I have used Fel-Pro Kits with no issues. I know of one shop that give you the option of FP or DD they say that they use 90% FP. These guys do a lot of engines and mainly DD.
It's kind of like marine engines. You are supposed to buy marine quality only. The bearings all say Clevite 77 on them regardless. So the quality of a kit I buy for a race car engine that I plan to torture is not as good as the marine kit that never sees 5 grand? I guess my biggest issue anymore is the poor quality of items we grew up with that were top of the line.
Scott, I used the Clevite sliver coated marine bearings in my 8v92 nice bearings but a little pricey for the average rebuild lol
good luck
I haven't done any motors for probably 7 or 8 years now but I can't remember ever having bearings that didn't have Clevite stamped on them.
What would be the difference between the marine and land bearing they both are in the oilpan with oil ? Maybe it cost more because it says marine.
Ive seen quite a few Vandervell bearings in european stuff. What made me laugh was finding Clevites in a Vandervell box, and vice versa.
Bearings are all pretty simular in quality, never seen or heard of a problem with bearings. Gaskets and seals are a different story, especially head gaskets, as there are often different levels of quality even within the same manufacturer. Scott, you mentioned Marine vs a race motor. Marine engines work hard continuously, which put a different strain on things. But your right, good gaskets are good gaskets.

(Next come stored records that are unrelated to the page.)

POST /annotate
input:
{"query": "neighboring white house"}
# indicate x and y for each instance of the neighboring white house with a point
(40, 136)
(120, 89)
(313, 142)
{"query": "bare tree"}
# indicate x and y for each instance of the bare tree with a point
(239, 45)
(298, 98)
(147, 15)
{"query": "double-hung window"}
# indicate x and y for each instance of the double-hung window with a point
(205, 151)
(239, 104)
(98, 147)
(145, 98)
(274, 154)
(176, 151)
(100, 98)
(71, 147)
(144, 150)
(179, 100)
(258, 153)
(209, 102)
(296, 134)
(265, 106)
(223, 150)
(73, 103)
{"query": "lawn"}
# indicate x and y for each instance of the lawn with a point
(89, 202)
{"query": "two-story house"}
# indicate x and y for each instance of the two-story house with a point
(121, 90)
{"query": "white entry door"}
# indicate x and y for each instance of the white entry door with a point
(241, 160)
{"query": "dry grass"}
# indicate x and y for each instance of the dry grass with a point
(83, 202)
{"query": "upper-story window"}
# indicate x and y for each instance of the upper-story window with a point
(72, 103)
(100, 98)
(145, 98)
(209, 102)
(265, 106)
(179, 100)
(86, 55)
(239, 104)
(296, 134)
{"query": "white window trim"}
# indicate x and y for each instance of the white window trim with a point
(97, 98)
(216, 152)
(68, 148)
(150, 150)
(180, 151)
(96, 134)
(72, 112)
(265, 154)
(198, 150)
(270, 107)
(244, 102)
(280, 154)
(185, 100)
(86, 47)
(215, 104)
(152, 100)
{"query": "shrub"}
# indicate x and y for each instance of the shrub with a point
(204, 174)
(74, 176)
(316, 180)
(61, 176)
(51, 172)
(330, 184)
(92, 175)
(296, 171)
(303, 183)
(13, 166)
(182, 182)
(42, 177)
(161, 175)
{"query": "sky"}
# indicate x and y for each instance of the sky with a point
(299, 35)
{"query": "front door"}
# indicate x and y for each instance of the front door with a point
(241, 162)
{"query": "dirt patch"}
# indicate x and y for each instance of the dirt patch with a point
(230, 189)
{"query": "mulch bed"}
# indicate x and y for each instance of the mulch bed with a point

Some shops will put in the cheapest parts they can find wholesale, and charge you the inflated retail price of OEM parts along with the labor. Thats how crooked shops make money. Ive known and heard of shops that even put down the OE part number on the invoice just to be more convincing. When your doing this stuff yourself, a site like this can be of great benefit by using the parts places others know about and recommend and who offer REAL OEM parts at reasonable cost. Aftermarket is good for some stuff, but not usually inside an engine where the labor to fix it is in the 20 to 40 hour range (or more), and when the damage it can cause is in the thousands.
By selecting factory and OE parts, you have a much better start at building a good engine. Poor quality gaskets and seals, even when the innards are good, can make for a real headache when the suckers bleeding oil like a sieve. Or having real good gaskets and seals, and junk parts that just arent working out well giving you a big clattering smoker. BTDTHTS. The really stupid part is hearing this stuff, or actually knowing it (and I was hearing it when I was 15), and buying the cheap parts anyway. I still catch myself doing it, only know I want to kick my own ____!
Then too, you have to watch out for counterfit parts. They put the cheapo stuff in the factory box, you get screwed, they make BIG bucks. Another reason for using a supplier a lot of people know and trust.
Quote from: chart1 on March 10, 2011, 08:07:17 PM
What would be the difference between the marine and land bearing they both are in the oilpan with oil ? Maybe it cost more because it says marine.
Marine parts are rust proofed! ;)
;D BK ;D
Cory, the sliver bearing will run 3 or 400 thousand miles without problems regular bearing need to be replaced in 2 stroke at 100 to 150 thousand miles and me I don't like replacing those nasty things and I don't like oil in my face lol
good luck
Quote from: luvrbus on March 10, 2011, 08:19:31 PM
Cory, the sliver bearing will run 3 or 400 thousand miles without problems regular bearing need to be replaced in 2 stroke at 100 to 150 thousand miles and me I don't like replacing those nasty things and I don't like oil in my face lol
good luck
I don't mind replacing the bearings every 10 years .....100,000 miles /10,000 miles a year= 10 years.. LOL ???